20. Juli: Bundesnetzagentur kündigt Gaslieferungen durch Nord Stream 1 an

Wie der Netzbetreiber Gascade und der Chef der Bundesnetzagentur, Klaus Müller, ankündigten, wird ab Donnerstag wieder Gas durch die Pipeline Nord Stream 1 nach Deutschland fließen. Laut Präsident Wladimir Putin wird der russische Gaskonzern Gazprom seine Verpflichtungen "in vollem Umfang" erfüllen.

Die durch ihre Live-Protestaktion im russischen Fernsehen bekanntgewordene TV-Jornalistin Marina Owsjannikowa muss sich ab Donnerstag vor Gericht verantworten.

19. Juli: Deutschland plant fünf Flüssiggas-Terminals

Deutschland will mit insgesamt fünf Flüssiggas-Terminals an den Küsten unabhängig von russischem Gas werden. Der ukrainische Präsident Selenskyj ordnete weitere Entlassungen beim Geheimdienst SBU an, das Parlament billigt Personalwechsel an der Spitze von SBU und Justiz. Der ukrainische Vizeverteidigungsminister Hawrylow droht mit Angriffen auf die von Russland annektierte Halbinsel Krim.

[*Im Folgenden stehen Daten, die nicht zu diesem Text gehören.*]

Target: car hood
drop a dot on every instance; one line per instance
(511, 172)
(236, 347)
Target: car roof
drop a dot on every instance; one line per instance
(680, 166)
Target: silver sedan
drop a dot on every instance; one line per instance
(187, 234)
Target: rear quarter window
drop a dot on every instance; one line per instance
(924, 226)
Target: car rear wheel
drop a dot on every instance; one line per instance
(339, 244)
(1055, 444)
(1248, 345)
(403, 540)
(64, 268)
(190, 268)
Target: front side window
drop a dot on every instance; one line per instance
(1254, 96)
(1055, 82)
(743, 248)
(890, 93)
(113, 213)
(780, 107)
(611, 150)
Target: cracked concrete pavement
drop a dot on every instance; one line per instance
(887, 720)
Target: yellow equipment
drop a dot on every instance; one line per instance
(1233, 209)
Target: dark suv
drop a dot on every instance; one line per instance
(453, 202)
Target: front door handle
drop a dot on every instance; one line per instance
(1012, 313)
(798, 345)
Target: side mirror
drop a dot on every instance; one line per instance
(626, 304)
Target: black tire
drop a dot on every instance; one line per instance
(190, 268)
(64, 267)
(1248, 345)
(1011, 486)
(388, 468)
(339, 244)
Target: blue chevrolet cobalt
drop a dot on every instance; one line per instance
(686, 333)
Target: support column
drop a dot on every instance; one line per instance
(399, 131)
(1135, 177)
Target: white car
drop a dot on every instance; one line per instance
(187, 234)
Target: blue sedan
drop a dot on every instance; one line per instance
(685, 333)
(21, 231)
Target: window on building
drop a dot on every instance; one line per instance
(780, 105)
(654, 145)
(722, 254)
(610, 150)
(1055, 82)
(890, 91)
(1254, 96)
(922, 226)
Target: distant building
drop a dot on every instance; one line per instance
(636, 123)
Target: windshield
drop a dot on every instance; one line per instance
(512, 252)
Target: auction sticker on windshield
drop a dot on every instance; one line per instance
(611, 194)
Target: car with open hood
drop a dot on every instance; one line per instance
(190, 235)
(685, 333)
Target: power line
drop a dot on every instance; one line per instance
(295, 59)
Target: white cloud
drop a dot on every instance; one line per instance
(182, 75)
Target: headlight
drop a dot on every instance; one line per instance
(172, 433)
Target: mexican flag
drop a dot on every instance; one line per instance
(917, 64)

18. Juli: EU kündigt weitere 500 Millionen Euro für Waffen an

Die EU will weitere 500 Millionen Euro für die Lieferung von Waffen und Ausrüstung an die ukrainischen Streitkräfte zur Verfügung stellen. Damit erhöhen sich die EU-Mittel für Militärhilfe für die Ukraine auf 2,5 Milliarden Euro. Die in Kanada gewartete Turbine der Nord-Stream-1-Pipeline kommt in Deutschland an. Aserbaidschan will seine Gaslieferungen in die EU verdoppeln.

17. Juli: Ukraine meldet mehr als 1.300 tote Zivilisten im Gebiet Kiew

Der Kiewer Polizeichef, Andrij Njebytow, spricht im ukrainischen Fernsehen von 1.346 toten Zivilisten, die man seit dem Ende der russischen Besatzung im Kiewer Umland gefunden habe. Die Zahl sei nicht abschließend, von etwa 300 Menschen fehle noch jede Spur. In einem offenen Brief fordert die Vorsitzende des Verteidigungsausschusses im Bundestag, Marie-Agnes Strack-Zimmermann (FDP), Kanzler Olaf Scholz (SPD) dazu auf, eine "Nationale Ukraine-Konferenz" einzuberufen. Dort sollten Politik, Rüstungsindustrie, Gewerkschaften und Bundeswehr an einem Tisch sitzen und weitere Schritte abstimmen.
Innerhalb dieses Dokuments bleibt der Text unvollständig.